Fig. 4. TOSICA resolves pan-cancer tumor infiltrating myeloid cell heterogeneity.

a, b TOSICA predicts cell types reliably across different cell types even when the reference and query contain no overlapping cancer types as shown by TOSICA attention embedded UMAP. UMAP is colored by the cancer types in the reference (3, left panel in a), in query (6, right panel in a), and by cell types in the query as originally labeled (left panel in b) and predicted by TOSICA (right panel in b). c cDC2_FCN1, cDC2_IL1B, and cDC3_LAMP3 distinguish from other cell types in attention scores of 2 REACTOME pathways. Each dot represents one cell and is colored by cell types. d Three developmental trajectories from cDC2_CXCL9 and cDC1_CLEC9A to cDC3_LAMP3 and cDC2 to cDC2_FCN1, cDC2_IL1B delineated by TOSICA attention embedded diffusion map (left) and partition-based graph abstraction (PAGA) (right). Edge weights in PAGA represent confidence for the connections between cell types, colored by pseudotime. e Macro_LYVE1 of ESCA distinguish from that of other cancers in attention scores of 2 REACTOME pathways. f Attention score of SIGNALING_BY_FGFR increases with advanced stage of ESCA. Statistical test is two-sided. g INNATE_IMMUNE_SYSTEM is downregulated and INTERFERON_SIGNALING is upregulated during aging in Mono_CD14. Dots are colored by age. h Attention score based UMAP identifies 4 subtypes of monocytes. i The distribution of the 4 monocyte subtypes changes with tumor (T) versus matching normal (N) tissues or peripheral blood (P) in different cancer types. Source data are provided as a Source data file.
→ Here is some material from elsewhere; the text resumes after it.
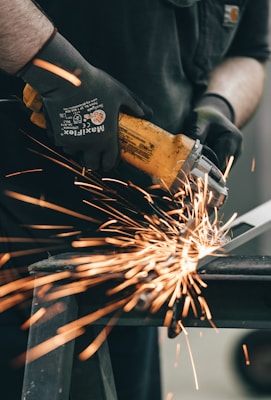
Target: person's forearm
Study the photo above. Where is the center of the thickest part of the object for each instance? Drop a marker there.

Fig. 5. TOSICA reveals change in transcription factor activity during moderate and severe COVID-19.

a TOSICA predicts cell types reliably across different cell types even when using healthy individuals as reference (left) and COVID19 patients as query (right). Colors denote 29 origin labels. Red circled cell types are unique in query. b Comparison of integration accuracy on query data places TOSICA first among 13 methods. Each score is minimum–maximum scaled between 0 and 1. Overall scores are computed using a 40:60-weighted mean of batch correction and bio-conservation scores. c, d TOSICA attention score based UMAP predicts 3 known (c) and 6 novel (d) monocyte types. e, f Subtype 3 monocytes increases (e) and subtype 4 decreases (f) in abundance from healthy (N = 25), to moderate (N = 79), and to severe (N = 91) COVID-19. Statistical test is two-sided. * RCC p < 0.05; ***p < 0.001. g TOSICA attention score of 6 transcription factors distinguishes subtype 3 and 4 monocytes across different states of COVID19. h The expression levels of major targets of the 6 TFs (g) generally show consistent trends with TFs attention score. Source data are provided as a Source data file.